Ille Alexander M, Markosian Christopher, Burley Stephen K, Pasqualini Renata, Arap Wadih
Rutgers Cancer Institute, Newark, NJ, USA.
Division of Cancer Biology, Department of Radiation Oncology, Rutgers New Jersey Medical School, Newark, NJ, USA.
bioRxiv. 2025 Jan 4:2024.12.03.626727. doi: 10.1101/2024.12.03.626727.
Protein structure prediction artificial intelligence/machine learning (AI/ML) approaches has sparked substantial research interest in structural biology and adjacent disciplines. More recently, AlphaFold2 (AF2) has been adapted for the prediction of multiple structural conformations in addition to single-state structures. This novel avenue of research has focused on proteins (typically 50 residues in length or greater), while multi-conformation prediction of shorter peptides has not yet been explored in this context. Here, we report AF2-based structural conformation prediction of a total of 557 peptides (ranging in length from 10 to 40 residues) for a benchmark dataset with corresponding nuclear magnetic resonance (NMR)-determined conformational ensembles. structure predictions were accompanied by structural comparison analyses to assess prediction accuracy.

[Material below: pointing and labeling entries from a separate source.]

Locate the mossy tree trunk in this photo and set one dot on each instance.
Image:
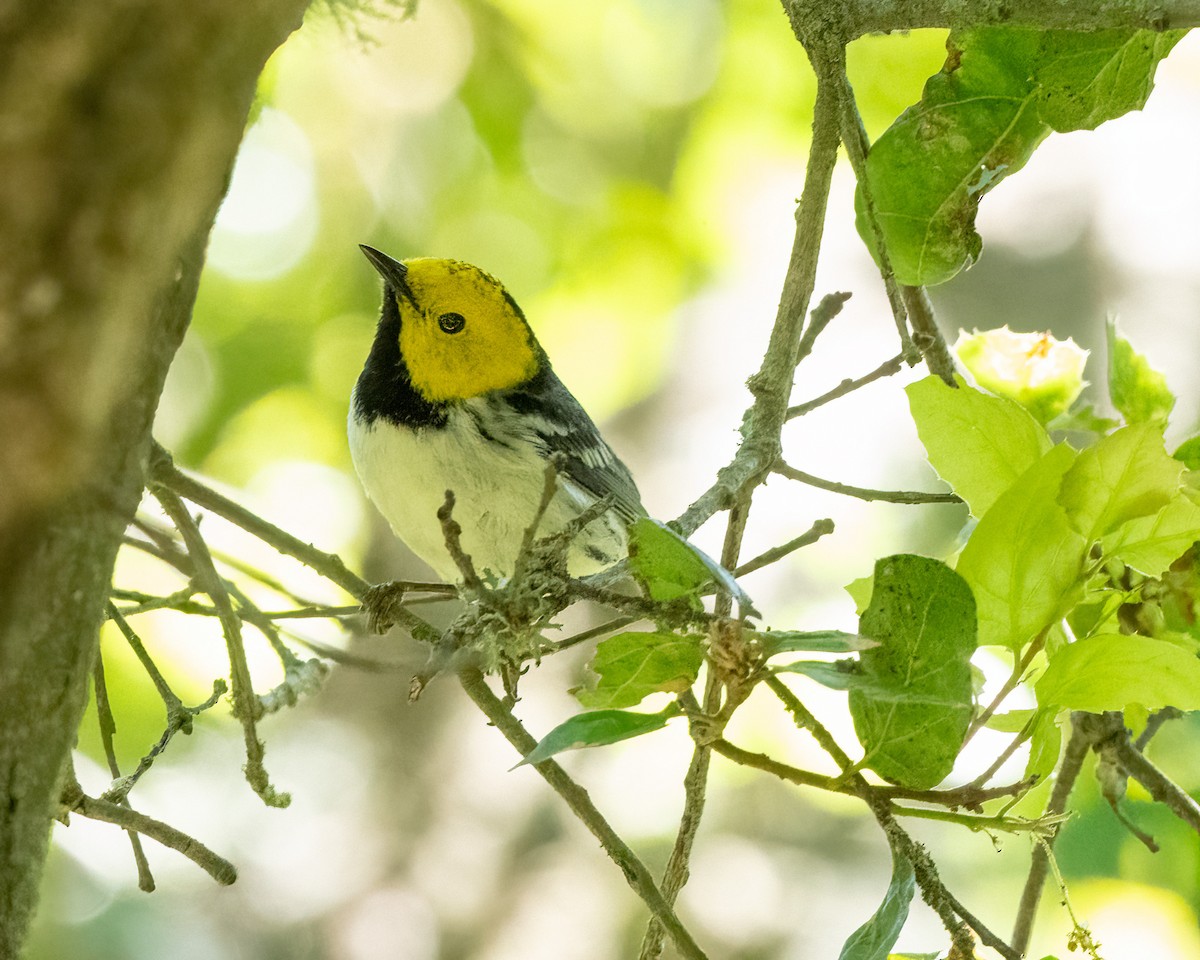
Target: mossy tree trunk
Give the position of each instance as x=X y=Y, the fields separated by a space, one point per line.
x=118 y=131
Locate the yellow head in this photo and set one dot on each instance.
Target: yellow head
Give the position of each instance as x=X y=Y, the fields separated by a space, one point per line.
x=461 y=334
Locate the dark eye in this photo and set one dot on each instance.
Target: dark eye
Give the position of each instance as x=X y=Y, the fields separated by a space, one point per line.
x=451 y=323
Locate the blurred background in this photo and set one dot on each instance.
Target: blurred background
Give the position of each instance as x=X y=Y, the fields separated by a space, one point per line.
x=629 y=168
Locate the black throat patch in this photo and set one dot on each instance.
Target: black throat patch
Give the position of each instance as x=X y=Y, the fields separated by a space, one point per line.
x=385 y=389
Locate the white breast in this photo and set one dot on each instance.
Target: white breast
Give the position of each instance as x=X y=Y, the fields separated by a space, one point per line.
x=497 y=487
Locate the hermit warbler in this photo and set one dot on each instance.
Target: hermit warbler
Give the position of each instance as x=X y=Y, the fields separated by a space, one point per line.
x=457 y=394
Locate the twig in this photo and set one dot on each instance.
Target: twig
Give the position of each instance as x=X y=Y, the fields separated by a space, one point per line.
x=599 y=630
x=933 y=891
x=772 y=385
x=246 y=706
x=178 y=720
x=139 y=651
x=887 y=369
x=1157 y=784
x=820 y=528
x=636 y=874
x=1068 y=772
x=695 y=783
x=451 y=531
x=966 y=797
x=330 y=567
x=94 y=808
x=1153 y=724
x=1014 y=678
x=927 y=335
x=822 y=315
x=864 y=493
x=853 y=135
x=107 y=731
x=165 y=472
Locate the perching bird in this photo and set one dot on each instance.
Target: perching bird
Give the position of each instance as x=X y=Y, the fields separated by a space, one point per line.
x=457 y=394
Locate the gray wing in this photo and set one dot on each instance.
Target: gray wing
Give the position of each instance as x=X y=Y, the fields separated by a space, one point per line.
x=555 y=418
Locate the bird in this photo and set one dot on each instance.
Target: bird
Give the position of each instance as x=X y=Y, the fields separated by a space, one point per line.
x=457 y=395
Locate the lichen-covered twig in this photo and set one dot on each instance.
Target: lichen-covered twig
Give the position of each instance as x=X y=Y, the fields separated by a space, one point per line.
x=636 y=873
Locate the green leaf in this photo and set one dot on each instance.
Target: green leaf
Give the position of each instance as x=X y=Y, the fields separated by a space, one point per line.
x=1024 y=561
x=841 y=675
x=1110 y=671
x=1152 y=544
x=977 y=121
x=1084 y=420
x=669 y=567
x=876 y=937
x=1188 y=454
x=597 y=729
x=913 y=717
x=634 y=665
x=1123 y=477
x=861 y=593
x=1012 y=721
x=996 y=97
x=1137 y=390
x=810 y=641
x=1045 y=744
x=1089 y=78
x=977 y=443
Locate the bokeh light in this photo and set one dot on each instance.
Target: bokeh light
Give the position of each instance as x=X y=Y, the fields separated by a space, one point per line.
x=629 y=168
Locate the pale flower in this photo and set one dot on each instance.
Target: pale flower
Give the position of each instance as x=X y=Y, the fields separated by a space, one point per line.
x=1039 y=372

We found that the prediction of conformational ensembles for peptides with AF2 varied in accuracy NMR data, with average root-mean-square deviation (RMSD) among structured regions under 2.5 Å and average root-mean-square fluctuation (RMSF) differences under 1.5 Å. Our results reveal notable capabilities of AF2-based structural conformation prediction for peptides but also underscore the necessity for interpretation discretion.

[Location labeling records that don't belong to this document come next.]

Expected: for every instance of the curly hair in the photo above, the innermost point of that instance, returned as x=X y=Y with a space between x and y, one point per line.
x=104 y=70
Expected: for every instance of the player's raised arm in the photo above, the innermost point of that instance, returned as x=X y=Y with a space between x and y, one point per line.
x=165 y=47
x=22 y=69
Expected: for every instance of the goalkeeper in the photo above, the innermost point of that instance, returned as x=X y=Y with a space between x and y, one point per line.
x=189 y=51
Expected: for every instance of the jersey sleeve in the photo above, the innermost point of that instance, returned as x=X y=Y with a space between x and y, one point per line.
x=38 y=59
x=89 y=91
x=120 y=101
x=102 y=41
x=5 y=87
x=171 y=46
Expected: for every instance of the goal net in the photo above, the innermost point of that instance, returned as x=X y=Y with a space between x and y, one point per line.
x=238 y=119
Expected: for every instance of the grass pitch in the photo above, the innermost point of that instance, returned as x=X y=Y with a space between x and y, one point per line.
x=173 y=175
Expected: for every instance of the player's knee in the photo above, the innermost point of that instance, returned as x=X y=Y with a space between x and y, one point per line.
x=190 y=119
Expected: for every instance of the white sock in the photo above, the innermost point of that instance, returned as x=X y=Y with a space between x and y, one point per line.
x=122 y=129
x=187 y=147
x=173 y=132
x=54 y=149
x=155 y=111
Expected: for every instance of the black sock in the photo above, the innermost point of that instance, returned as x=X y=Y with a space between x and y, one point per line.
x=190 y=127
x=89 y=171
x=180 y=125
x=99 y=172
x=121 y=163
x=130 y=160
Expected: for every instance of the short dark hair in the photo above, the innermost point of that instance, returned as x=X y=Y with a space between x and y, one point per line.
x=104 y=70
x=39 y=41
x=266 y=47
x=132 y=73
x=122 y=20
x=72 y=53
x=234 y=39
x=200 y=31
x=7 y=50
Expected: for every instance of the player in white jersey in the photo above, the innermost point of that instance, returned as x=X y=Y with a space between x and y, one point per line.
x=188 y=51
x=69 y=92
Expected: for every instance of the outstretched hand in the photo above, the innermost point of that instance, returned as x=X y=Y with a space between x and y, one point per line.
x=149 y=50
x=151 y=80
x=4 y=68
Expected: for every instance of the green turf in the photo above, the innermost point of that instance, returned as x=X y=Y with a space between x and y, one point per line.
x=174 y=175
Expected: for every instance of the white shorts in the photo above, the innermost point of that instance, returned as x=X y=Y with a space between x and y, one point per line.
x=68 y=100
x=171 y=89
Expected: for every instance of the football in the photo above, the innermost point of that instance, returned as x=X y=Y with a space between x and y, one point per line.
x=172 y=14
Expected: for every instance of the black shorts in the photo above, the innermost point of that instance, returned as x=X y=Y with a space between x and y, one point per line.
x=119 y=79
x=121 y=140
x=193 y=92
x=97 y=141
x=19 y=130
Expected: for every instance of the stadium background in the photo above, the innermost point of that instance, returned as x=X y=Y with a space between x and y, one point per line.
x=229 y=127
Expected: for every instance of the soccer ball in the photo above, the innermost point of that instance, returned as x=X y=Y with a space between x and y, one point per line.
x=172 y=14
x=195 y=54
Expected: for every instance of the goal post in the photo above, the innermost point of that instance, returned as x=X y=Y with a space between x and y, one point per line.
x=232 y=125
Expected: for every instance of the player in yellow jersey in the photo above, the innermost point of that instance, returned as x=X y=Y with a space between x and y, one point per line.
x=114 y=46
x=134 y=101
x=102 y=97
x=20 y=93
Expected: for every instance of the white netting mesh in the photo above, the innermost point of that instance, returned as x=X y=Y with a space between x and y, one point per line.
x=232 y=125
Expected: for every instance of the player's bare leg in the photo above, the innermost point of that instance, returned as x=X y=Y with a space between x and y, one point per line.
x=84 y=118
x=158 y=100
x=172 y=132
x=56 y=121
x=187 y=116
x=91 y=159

蛋白质结构预测的人工智能/机器学习(AI/ML)方法引发了结构生物学及相关学科的大量研究兴趣。最近,除了单态结构外,AlphaFold2(AF2)已被用于预测多种结构构象。这条新的研究途径主要聚焦于蛋白质(通常长度为50个残基或更长),而在此背景下,较短肽段的多构象预测尚未得到探索。在此,我们报告了基于AF2对总共557个肽段(长度从10到40个残基不等)进行的结构构象预测,该预测针对的是具有相应核磁共振(NMR)确定的构象集合的基准数据集。结构预测还伴随着结构比较分析以评估预测准确性。我们发现,利用AF2对肽段构象集合的预测准确性因NMR数据而异,结构化区域的平均均方根偏差(RMSD)在2.5 Å以下,平均均方根波动(RMSF)差异在1.5 Å以下。我们的结果揭示了基于AF2的肽段结构构象预测的显著能力,但也强调了解释时谨慎判断的必要性。